Understanding the long-term health consequences of not restoring curves will also motivate patients to remain or return for recommended care. Many patients who suffer whiplash injuries, sport injuries, falls, etc., also suffer a resultant straightening of the cervical and lumbar curves.
Unless these curves are restored, the patient is practically assured a life of arthritis, pain, metabolic problems, etc. The doctor who teaches this message is the doctor who will have a higher percentage of return visits. Patients must be educated and constantly reminded that once their pain is gone, in order to keep it gone, they must continue to receive care that will help restore the curve of their neck or lower back.
Patients who know a chiropractor can help eliminate their unnatural curves will return for care. Sadly, a significant percentage of young females, and some males, develop scoliosis. This disorder is uncomfortable, and becomes psychologically debilitating as its progression makes the condition visibly apparent. Scoliosis also predisposes a patient to heart and lung problems.
There are some very specialized chiropractic techniques that have proven successful in the treatment of the most common scoliosis cases. If scoliosis patients know you can fix or significantly reduce their scoliosis, they will eagerly follow your recommendations. Once again, patients need to be taught what chiropractic can do for scoliosis patients, and should be reminded of this through various means of patient communication and education.
Send birthday cards to your patients with a coupon for a free maintenance check-up. They’ll be happy to come in for their free adjustments, and if their problem is returning, or a new health problem is arising, you will find it and recommend appropriate treatment.
A telephone call to former patients is often successful in stimulating former patients to return for care, when done properly. Don’t try to pressure the patient to return for care. The message you want your telephone call to convey is that you are interested in how the patient’s condition has been since their last appointment. If patients feel they may need care, according to the philosophies of care previously discussed, they will return. The phone call simply gets the patients thinking about how they have been feeling and creates a convenient opportunity to make an appointment if necessary.

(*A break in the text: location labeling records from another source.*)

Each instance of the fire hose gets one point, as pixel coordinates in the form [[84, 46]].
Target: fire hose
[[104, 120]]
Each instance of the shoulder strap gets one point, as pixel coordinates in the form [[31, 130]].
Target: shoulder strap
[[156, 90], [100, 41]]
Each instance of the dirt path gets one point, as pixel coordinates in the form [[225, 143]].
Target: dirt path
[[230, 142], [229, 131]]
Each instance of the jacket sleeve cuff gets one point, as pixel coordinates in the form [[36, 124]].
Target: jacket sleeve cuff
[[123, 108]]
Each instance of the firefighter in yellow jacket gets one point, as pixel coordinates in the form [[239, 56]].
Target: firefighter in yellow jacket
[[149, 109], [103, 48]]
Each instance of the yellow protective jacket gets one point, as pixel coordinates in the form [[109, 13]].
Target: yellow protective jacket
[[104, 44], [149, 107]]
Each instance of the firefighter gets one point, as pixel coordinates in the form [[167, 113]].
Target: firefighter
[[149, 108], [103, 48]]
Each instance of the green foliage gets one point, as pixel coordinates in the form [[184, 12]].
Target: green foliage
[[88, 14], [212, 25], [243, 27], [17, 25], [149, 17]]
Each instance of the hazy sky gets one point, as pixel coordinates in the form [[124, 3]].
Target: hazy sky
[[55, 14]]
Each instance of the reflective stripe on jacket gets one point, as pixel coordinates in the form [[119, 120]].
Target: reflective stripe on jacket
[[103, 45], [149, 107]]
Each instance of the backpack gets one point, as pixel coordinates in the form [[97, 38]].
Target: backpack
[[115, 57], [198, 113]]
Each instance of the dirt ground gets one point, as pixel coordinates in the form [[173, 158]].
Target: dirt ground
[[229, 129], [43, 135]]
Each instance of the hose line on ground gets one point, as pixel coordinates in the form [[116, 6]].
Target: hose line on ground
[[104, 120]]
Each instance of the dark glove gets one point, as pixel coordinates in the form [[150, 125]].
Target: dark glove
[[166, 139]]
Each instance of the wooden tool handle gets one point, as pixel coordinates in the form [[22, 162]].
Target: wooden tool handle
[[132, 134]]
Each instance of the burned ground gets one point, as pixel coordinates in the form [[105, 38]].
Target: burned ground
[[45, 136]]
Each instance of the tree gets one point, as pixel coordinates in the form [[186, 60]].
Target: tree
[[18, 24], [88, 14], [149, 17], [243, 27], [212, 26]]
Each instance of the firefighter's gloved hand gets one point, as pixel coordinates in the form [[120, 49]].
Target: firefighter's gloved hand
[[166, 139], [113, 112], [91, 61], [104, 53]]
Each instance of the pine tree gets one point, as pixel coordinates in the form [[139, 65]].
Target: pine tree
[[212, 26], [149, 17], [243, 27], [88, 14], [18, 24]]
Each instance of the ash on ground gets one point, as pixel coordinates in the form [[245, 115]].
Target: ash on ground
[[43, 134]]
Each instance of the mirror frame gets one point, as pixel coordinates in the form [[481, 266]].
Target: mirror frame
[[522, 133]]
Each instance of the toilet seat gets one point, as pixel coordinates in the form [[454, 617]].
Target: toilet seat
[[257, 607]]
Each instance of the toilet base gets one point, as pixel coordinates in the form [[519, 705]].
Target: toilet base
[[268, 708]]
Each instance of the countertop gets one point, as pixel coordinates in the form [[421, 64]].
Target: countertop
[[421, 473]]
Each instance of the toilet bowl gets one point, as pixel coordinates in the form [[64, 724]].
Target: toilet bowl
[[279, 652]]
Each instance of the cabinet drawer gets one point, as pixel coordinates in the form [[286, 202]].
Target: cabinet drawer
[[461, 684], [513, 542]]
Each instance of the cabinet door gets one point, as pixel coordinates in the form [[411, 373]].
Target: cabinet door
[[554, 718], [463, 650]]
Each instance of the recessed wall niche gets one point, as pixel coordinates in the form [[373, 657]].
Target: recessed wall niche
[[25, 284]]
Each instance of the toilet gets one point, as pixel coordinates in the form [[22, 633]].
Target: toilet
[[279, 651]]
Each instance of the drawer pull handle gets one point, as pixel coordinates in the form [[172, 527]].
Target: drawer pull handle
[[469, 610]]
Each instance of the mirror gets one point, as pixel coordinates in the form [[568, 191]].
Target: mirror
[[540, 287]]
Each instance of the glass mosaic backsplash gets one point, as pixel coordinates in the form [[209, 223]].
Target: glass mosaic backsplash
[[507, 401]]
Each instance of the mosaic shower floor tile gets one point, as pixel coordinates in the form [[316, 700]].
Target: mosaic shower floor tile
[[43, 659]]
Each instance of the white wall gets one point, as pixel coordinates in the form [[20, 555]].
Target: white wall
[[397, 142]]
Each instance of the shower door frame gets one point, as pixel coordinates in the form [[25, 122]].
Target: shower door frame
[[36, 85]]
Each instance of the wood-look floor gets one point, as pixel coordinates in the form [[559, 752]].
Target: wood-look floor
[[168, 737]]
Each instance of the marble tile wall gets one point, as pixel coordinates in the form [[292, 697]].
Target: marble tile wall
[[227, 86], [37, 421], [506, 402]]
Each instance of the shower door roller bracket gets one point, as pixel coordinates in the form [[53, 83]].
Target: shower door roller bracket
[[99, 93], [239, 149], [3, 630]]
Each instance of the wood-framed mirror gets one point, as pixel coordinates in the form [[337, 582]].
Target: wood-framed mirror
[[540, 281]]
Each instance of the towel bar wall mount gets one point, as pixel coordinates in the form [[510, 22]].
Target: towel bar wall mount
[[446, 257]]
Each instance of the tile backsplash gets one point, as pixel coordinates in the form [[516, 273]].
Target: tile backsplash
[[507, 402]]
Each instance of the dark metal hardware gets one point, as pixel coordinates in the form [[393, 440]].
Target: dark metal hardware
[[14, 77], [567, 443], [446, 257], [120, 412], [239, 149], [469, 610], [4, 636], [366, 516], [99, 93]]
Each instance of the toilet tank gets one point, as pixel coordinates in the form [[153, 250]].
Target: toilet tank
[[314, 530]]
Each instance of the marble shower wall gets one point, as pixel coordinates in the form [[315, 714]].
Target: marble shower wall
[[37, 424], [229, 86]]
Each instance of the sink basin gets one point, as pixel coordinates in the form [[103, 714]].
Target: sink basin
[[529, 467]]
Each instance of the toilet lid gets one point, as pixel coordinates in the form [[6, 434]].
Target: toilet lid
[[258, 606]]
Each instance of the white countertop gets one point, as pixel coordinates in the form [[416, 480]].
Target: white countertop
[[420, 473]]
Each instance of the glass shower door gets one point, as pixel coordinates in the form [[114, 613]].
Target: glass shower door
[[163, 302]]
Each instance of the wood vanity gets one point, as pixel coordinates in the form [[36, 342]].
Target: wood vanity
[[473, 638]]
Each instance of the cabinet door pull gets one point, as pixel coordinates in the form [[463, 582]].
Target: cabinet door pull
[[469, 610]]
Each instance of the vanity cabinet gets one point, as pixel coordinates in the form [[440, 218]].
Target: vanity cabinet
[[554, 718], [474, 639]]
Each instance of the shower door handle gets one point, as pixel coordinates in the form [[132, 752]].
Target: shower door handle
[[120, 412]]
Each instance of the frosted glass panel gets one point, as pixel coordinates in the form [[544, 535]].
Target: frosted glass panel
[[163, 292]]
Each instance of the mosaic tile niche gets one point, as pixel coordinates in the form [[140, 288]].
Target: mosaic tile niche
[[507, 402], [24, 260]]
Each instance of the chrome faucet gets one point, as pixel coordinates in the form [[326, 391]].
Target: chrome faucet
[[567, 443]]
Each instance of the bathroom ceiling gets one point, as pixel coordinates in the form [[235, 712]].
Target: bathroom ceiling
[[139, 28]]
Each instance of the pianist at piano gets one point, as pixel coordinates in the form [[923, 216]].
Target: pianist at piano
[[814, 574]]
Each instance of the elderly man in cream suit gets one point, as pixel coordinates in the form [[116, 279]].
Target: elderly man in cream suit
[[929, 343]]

You can also present a series of educational classes and invite former patients to attend. Topics would be “Neck School,” “Back School,” “Activities of Daily Living,” “Proper Nutrition,” “Osteoporosis,” etc. Many of your former patients will attend these classes and if they feel they need care, they’ll start again. Health evaluation check-ups will stimulate your patients to return to your office. And, if they need additional care, they will get it.
- once-a-year osteoporosis evaluation;
- twice-a-year blood and urine chemistries for diabetes, etc.;
- once-a-year nutritional evaluation;
- twice-a-year evaluation to determine if a cervical pillow is still beneficial (cervical pillows usually lose their original shape after six months of use and should be replaced with a new one);
- once-a-year evaluation for foot orthotics.
Every three months, a corrective exercise evaluation should be conducted. If patients get sloppy doing the exercises you prescribed, they could easily end up exercising the wrong muscles. Therefore, it’s imperative that you re-evaluate their exercise technique at least every three months.
Lastly, have your patients address a “Reminder Post Card” with their name and home address, and insert the date of their next scheduled maintenance visit in the appropriate space. A CA then files this reminder post card to be mailed to the patient five days prior to their maintenance check-up. When patients receive this post card with their own handwriting on it, it will stimulate them to keep their appointment.